Gestalt is an existential-phenomenological model of therapy that places focus on human experience.
Boundaries are the different areas in which this experience happens, making it a key concept in Gestalt therapy.
In “The emergent self” Peter Philippson gives an overview of three different boundaries.
Using these concepts we can evaluate our experiencing at these three boundary levels, their interactions and experiment with ways to notice and adjust our boundaried selves.
The Id boundary (organism/environment)
This boundary is the most fundamental. It simply separates our organism from the environment, allowing us to perceive and register our experience as an embodied self surrounded by things that aren’t us.
Its function is differentiated experience. It means we can safely perceive and ignore a police car’s siren, rather than thinking that the noise comes from our own organism.
If we have issues at this boundary level, we may not be relaxed and open to experience. We may be more “jumpy”, misinterpreting environmental cues and making assumptions and rushed decisions.
To strengthen this boundary, we can engage in embodiment practices such as breathing or mindfulness techniques (generally or in a given situation).

The ego boundary (self-others)
This boundary separates us (our-self) from the other.
Its function is contact. Contact is a key term in Gestalt that stands for interacting with the world outside of us. It’s about interacting with people, using tools and carrying out tasks to meet our needs.
There is also another function it plays and that is to help us perceive ourselves in the first place. It is only in the interaction with others that I get to know myself.
If we have issues with this boundary we may either be unengaged and vague, unsure of what we are meant to do in the world. Or, at the other extreme, we may be aggressive and domineering of others, unaware of where our needs start and end in relation to others.

Personality boundary (me-not me)
This boundary appears as a function of time. The previous two boundaries would remain useful even if we couldn’t compute a future beyond the present moment. But in order to function in the world as we know it, we also need a personality boundary.
Through the use of this boundary, humans can create a working, stable environment where our parents remain our parents, our jobs continue the next day and our partner remembers we like our coffee without milk.
Its function is autonomy and the creation of a self-object upon which I can ascribe values, build relationships, set goals and take on projects.
Personality boundaries are usefully limiting in that they delimit “who we are” so that we do the things that we need to do like parenting, working and paying taxes.
However, they can become fixed and rigid (“but I never have coffee with milk” or “this is just who I am”) which limit our experience, harm our relationships and create inner conflicts.

Healthier boundaries across all levels
We can notice and enhance our boundaries so that they are “just right” for us.
Starting with the Id boundary, we want to make sure that we pay attention to the environment.
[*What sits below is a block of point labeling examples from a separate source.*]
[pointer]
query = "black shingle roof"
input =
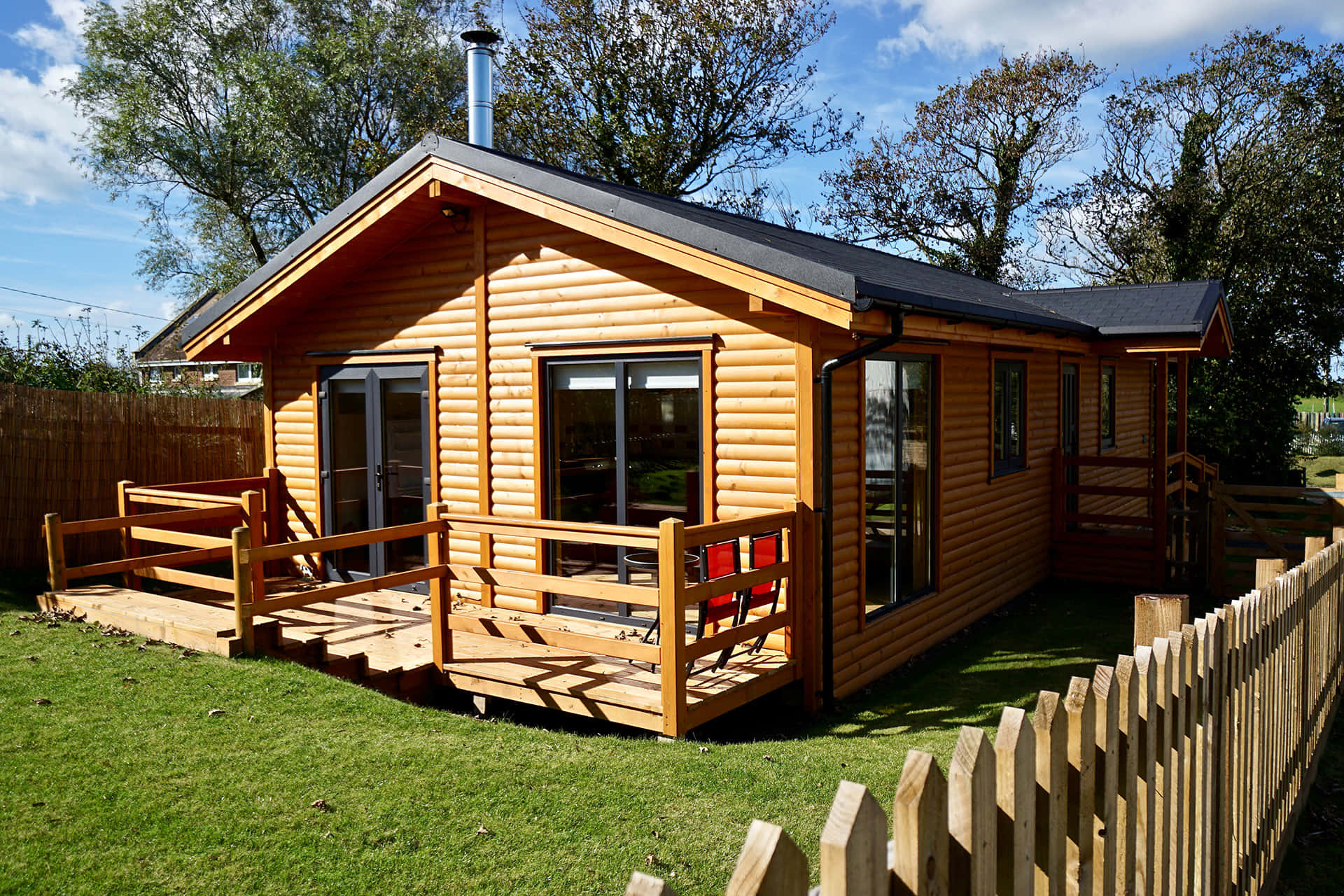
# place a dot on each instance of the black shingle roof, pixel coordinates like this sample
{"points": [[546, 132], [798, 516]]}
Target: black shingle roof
{"points": [[860, 276]]}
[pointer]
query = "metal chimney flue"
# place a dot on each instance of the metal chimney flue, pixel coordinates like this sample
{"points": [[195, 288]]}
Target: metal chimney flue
{"points": [[480, 92]]}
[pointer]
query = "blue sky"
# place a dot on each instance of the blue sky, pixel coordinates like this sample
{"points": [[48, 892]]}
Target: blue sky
{"points": [[62, 237]]}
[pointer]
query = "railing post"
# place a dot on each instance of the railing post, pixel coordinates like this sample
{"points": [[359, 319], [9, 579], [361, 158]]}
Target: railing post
{"points": [[440, 598], [1059, 500], [242, 587], [130, 547], [790, 555], [252, 503], [274, 510], [671, 614], [55, 552]]}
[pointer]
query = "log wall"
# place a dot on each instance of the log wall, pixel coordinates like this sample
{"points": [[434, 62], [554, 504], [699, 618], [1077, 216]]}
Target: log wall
{"points": [[543, 284], [992, 535]]}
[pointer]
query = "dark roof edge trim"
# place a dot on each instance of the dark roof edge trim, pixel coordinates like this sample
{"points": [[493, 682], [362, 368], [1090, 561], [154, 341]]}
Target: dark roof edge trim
{"points": [[937, 307]]}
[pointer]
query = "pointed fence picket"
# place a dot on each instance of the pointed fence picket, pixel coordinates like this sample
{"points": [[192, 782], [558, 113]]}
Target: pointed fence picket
{"points": [[1180, 769]]}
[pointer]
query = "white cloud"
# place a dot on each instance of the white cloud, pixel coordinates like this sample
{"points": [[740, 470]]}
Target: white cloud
{"points": [[38, 127], [1102, 29]]}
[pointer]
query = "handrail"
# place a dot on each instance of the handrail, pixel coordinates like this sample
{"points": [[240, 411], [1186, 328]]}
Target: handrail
{"points": [[216, 486]]}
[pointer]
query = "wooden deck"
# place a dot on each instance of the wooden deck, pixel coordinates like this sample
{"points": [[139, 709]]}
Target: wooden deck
{"points": [[384, 640]]}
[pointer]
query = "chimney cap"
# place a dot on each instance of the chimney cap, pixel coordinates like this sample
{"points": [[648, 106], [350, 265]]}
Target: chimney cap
{"points": [[480, 35]]}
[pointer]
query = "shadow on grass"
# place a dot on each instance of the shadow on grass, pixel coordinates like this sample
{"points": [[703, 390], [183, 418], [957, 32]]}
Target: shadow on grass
{"points": [[1037, 643]]}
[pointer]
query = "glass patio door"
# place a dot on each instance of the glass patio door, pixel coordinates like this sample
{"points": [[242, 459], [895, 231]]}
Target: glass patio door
{"points": [[624, 449], [898, 480], [374, 473]]}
If we are distracted, anxious or too “in our heads” we are likely to become overwhelmed with the environmental demands (losing our keys, leaving our passport behind or misunderstand instructions) and suffer accordingly.
We may also perceive hostility in environments because we can’t differentiate our own anger from the external world.
At the ego boundary level it’s all about healthy contact. Expressing our needs, listening to other people and assertively but amicably find ways of relating with others. If we find that “people are so difficult” (or selfish, or aggressive), we may have a clue that our ego boundary needs some consideration.
Something to watch out for is to “fall” into roles to fulfill other people’s needs. When someone has poor boundaries, they find ways to slot people into roles. If this is something that happened in our childhood, we are likely to easily fall for that and end up being “everyone’s carer” or “the good girl”.
As we move into the personality level the idea of experiments can become helpful. Choosing areas where we feel we have been stuck, we can try to experiment with different ways of being, as if trying them by size.
- Impatient people can try the slowest queue.
- Perfectionists can try a new hobby.
- Controlling people can try leaving someone in charge.
- People pleasers can try saying no.
That way our personality boundary becomes more flexible and able to adapt to a wider range of possibilities.

Bibliography
Philippson, P. (2009) The Emergent Self: An Existential-Gestalt Approach. London: Karnac Books.